= Paul Halcke =

German mathematician and writer (1662-1731)

Paul Halcke (also: Halcken or Halke), born 1662 in Elmshorn, died 1731 in Buxtehude was a German mathematician, writer, computer, and calendar maker.

He was the brother of writer and computer Johann Halcke and founded, in 1690, together with Heinrich Meißner, the Hamburgischen Kunst-Rechnungs lieb- und übenden Societät, today's Hamburg Mathematical Society. Since about 1687 he was writer and calculator at the city school of Buxtehude.

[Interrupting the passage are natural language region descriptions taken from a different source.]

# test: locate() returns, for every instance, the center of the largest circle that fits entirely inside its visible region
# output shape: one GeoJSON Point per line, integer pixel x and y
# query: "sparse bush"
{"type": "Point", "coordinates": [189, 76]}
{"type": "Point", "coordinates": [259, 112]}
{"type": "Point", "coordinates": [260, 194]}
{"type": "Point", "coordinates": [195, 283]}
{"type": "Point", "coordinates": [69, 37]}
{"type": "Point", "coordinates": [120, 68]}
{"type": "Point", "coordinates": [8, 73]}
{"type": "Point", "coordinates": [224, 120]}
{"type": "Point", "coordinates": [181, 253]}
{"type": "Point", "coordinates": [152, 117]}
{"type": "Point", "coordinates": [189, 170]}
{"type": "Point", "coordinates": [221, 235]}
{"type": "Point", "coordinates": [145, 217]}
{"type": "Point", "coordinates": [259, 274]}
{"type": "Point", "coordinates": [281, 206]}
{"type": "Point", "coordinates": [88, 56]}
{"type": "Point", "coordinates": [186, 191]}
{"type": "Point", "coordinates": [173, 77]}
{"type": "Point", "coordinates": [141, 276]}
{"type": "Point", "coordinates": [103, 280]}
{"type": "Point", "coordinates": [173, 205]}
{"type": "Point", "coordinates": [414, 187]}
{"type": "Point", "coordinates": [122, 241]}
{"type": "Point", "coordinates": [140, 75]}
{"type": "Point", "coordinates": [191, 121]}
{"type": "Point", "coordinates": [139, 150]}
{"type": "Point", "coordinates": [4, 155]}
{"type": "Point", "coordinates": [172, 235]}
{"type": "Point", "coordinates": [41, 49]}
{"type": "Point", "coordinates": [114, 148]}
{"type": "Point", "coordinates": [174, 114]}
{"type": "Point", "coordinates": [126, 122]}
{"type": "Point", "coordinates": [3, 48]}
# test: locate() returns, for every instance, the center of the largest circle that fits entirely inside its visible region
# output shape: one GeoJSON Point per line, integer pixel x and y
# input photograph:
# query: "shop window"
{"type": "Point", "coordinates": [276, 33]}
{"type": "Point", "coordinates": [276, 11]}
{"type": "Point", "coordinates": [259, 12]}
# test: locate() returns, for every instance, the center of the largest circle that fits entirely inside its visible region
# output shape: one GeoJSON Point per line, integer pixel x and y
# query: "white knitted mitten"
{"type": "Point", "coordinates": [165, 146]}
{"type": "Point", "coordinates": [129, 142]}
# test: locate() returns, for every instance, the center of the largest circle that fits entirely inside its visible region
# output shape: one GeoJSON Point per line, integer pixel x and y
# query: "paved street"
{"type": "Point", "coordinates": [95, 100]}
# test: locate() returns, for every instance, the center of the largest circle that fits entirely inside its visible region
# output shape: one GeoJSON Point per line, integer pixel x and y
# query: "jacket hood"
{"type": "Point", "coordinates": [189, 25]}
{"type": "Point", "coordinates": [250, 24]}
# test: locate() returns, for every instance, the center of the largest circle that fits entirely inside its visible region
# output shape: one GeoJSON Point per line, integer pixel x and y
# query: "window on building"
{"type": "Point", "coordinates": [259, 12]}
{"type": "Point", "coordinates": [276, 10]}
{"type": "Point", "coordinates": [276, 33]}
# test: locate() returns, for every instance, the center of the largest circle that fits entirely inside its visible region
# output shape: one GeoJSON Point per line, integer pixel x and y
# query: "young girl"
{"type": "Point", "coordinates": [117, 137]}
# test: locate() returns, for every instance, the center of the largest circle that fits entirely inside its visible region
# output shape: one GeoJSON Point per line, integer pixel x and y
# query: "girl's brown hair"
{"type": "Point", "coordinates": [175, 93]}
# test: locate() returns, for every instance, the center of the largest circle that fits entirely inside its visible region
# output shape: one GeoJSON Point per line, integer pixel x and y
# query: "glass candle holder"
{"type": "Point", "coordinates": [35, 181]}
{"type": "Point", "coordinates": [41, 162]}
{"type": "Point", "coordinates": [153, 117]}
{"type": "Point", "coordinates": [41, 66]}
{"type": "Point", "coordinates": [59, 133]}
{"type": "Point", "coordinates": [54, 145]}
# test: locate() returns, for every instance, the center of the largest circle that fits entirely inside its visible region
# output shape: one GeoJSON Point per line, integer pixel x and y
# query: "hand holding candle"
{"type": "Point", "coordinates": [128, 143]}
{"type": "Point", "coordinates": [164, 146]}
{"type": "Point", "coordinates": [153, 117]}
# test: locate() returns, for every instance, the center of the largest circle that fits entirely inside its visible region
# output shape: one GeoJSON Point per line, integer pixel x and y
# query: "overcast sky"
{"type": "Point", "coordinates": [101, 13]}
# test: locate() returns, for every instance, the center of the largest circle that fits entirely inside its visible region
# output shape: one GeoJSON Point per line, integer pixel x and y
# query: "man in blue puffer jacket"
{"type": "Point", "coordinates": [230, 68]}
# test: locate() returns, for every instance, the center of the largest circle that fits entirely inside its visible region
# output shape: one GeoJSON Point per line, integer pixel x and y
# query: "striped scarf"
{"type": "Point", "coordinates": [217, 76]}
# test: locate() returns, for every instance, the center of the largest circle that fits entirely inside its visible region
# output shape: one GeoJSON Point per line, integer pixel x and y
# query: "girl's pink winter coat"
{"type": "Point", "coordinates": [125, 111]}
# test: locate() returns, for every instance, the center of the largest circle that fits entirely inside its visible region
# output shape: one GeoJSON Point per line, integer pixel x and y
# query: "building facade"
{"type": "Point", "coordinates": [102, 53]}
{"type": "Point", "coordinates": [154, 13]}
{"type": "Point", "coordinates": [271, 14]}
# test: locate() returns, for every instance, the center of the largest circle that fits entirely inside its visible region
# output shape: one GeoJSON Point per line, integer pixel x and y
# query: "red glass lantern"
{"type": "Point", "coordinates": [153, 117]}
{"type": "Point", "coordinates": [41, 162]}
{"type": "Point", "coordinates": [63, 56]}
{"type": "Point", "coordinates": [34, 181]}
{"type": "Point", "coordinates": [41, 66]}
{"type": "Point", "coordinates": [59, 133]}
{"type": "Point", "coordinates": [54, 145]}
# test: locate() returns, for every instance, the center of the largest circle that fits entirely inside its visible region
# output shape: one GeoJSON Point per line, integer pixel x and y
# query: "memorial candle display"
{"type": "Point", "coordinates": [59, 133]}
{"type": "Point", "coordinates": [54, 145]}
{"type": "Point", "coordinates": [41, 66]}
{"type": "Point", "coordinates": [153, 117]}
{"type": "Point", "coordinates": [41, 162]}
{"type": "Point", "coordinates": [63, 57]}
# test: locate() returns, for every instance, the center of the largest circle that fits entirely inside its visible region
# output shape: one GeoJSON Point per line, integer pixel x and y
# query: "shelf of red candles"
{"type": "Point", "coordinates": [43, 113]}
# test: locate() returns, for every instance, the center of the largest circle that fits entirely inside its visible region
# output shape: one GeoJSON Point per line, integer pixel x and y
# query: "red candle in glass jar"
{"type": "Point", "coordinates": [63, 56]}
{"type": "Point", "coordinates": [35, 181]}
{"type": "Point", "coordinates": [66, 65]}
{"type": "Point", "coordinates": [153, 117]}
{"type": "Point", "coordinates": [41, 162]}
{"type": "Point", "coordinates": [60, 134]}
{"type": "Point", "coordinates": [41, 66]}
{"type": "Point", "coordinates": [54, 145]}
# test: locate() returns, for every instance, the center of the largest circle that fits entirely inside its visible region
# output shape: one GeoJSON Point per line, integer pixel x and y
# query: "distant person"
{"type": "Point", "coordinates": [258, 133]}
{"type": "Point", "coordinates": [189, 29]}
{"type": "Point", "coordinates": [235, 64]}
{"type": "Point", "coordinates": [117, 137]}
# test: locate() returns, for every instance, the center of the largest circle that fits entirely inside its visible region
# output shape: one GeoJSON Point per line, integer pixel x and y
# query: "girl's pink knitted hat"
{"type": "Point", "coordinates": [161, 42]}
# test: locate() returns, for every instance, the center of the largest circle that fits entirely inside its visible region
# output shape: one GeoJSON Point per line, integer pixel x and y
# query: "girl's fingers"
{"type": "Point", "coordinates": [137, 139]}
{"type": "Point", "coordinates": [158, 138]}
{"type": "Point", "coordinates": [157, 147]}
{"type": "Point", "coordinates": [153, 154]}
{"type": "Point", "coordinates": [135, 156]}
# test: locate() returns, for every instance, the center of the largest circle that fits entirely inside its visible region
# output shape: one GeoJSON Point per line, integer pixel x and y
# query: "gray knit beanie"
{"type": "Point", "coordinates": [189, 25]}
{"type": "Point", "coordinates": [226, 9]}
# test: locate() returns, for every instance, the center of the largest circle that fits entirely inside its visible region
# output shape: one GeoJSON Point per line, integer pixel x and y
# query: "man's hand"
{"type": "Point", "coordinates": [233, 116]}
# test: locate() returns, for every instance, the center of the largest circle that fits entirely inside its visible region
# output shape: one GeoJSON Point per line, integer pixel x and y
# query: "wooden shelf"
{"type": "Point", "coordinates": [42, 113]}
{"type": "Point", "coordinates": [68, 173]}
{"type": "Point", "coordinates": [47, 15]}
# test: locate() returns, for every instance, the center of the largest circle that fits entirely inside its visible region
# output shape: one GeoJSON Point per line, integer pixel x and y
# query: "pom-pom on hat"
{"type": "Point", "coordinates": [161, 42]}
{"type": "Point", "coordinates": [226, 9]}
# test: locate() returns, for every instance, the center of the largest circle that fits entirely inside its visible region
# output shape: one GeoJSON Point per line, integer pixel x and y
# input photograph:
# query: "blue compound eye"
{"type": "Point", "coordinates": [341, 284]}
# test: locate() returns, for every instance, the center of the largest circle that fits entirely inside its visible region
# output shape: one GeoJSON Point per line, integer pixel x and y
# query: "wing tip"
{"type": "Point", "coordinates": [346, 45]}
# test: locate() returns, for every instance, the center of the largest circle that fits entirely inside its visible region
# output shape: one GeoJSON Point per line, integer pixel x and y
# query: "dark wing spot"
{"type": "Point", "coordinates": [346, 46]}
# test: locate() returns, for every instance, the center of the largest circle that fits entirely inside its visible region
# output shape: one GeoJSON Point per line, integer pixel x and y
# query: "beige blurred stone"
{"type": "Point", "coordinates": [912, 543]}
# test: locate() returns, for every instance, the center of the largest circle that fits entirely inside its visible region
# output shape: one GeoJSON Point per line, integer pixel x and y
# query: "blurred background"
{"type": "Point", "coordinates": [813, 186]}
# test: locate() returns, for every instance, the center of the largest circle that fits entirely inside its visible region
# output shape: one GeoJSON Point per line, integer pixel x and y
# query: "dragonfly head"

In 1694 he issued a solution's book to a collection of exercises by Heinrich Meißner, and later he published his own collection of 574 exercises from mathematics and astronomy, entitled Mathematischer Sinnen-Confect ("mathematical mind candy"), which was translated in various languages and remained a seminal textbook for more than a century. The exercises were enriched by poems and descriptions of the solving methods. In particular, exercise 289 on page 256 consists in finding the smallest Euler brick, for which Paul Halcke is most well-known today.
This cuboid has sides and face diagonals of integer lengths {44, 117, 240} and {125, 244, 267}.

He also edited several popular calendars for the years 1705, 1707, 1715, 1716 and 1725.